Vucevic, a 2019 All-Star selection would undoubtedly solidify the Celtics’ somewhat murky frontcourt situation. While the combination of Tristan Thompson and Daniel Theis can be serviceable at times, their lapses on the defensive end mixed with their limitations offensively leave much to be desired. The Orlando Magic’s big man would quickly elevate Boston’s starting five to new heights, as Vucevic is enjoying arguably the most dominant campaign of his 10-year career.
While the 2020-21 season may be just 18 games deep for Vooch, the 7-foot center is posting per-game career-highs in points (23.5), three-point percentage (43.1), assists (3.7) and steals (1.2).
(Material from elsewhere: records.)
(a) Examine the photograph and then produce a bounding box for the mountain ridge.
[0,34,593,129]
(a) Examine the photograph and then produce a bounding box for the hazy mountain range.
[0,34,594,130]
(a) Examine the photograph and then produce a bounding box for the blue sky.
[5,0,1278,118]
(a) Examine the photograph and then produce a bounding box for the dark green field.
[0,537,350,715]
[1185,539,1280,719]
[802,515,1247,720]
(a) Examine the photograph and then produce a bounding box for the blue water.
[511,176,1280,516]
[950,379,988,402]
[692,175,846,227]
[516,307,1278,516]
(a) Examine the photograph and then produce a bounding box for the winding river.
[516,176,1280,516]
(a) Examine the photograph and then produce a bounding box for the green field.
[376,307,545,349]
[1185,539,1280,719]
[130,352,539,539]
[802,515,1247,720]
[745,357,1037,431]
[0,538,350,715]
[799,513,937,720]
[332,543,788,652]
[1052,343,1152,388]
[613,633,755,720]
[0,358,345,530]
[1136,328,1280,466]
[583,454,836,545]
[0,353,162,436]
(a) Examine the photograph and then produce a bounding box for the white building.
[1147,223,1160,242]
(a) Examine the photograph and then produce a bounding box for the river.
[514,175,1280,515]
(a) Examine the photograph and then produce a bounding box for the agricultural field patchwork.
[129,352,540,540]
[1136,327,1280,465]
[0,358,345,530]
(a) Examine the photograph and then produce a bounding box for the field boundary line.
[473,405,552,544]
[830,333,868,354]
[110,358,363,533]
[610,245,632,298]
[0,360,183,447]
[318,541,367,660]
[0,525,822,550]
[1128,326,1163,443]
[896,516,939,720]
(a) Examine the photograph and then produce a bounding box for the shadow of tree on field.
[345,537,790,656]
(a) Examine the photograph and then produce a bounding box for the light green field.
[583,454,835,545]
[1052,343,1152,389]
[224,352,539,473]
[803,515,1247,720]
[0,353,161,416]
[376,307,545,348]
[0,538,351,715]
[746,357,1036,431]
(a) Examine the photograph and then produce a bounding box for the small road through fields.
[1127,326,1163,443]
Furthermore, he currently leads the NBA with 171 made field goals. Fittingly enough, the player who checks in at No. 2 in the category is Celtics wing Jaylen Brown, with 167.
Vucevic would be able to serve as a souped-up version of the bygone Al Horford, as Hughes notes. Teaming him up with the likes of an MVP candidate in Jaylen Brown and the aforementioned all-star duo of Jayson Tatum and Kemba Walker could give Boston arguably the best, most well-rounded starting five in basketball, regardless of who mans the fifth spot.
With that said, acquiring Vucevic would mean cutting bait with a plethora of key pieces.
Is Nikola Vucevic Worth the Trade Capital?
“To get him [Vucevic], the Celtics would need to surrender Marcus Smart, Payton Pritchard, Tristan Thompson (can’t move until Feb. 28) and Robert Williams III, plus at least one unprotected first-rounder,” says Hughes.
While Williams has developed as a viable rotational piece and Thompson remains a key veteran presence, the most glaring names in this hypothetical trade package have to be guards Marcus Smart and Payton Pritchard. The latter has been a revelation as a rookie. Prior to his injury, the 22-year-old demonstrated the floor presence of a wily veteran, even usurping Jeff Teague as the team’s first guard off the bench.
As for Smart, the defensive stalwart has taken leaps and bounds on the offensive end this season. Asked to man a larger role as a distributor this year, Smart has responded by averaging more than 2.0 assists better per game in 2020-21 than he had averaged over his first six seasons in the league.
If his showing on Monday night against Chicago is any indication, it doesn’t look as if the former No. 6 overall pick has any plans of slowing down, as our very own Josue Pavón pointed out.
Marcus Smart now has 11 assists; that ties his career-high
— Josue Pavón (@Joe_Sway) January 26, 2021
If Vucevic’s price proves too rich, Boston could always entertain the idea of pursuing his teammate, Aaron Gordon, likely at a moderately cheaper compensation.
However, if the Celtics are looking to solidify themselves as Eastern Conference juggernauts, Hughes believes acquiring Vucevic is the way to go.
“That sounds like a lot, especially with Pritchard and Smart involved. But this raises the Celtics’ offensive ceiling with a spacer and scorer at the 5 like they’ve never had before,” he said. “Daniel Theis could slip into the reserve role for which he’s better suited, still providing defensive optionality against the right matchups.”
“It’s risky, but that’s kind of the point here.”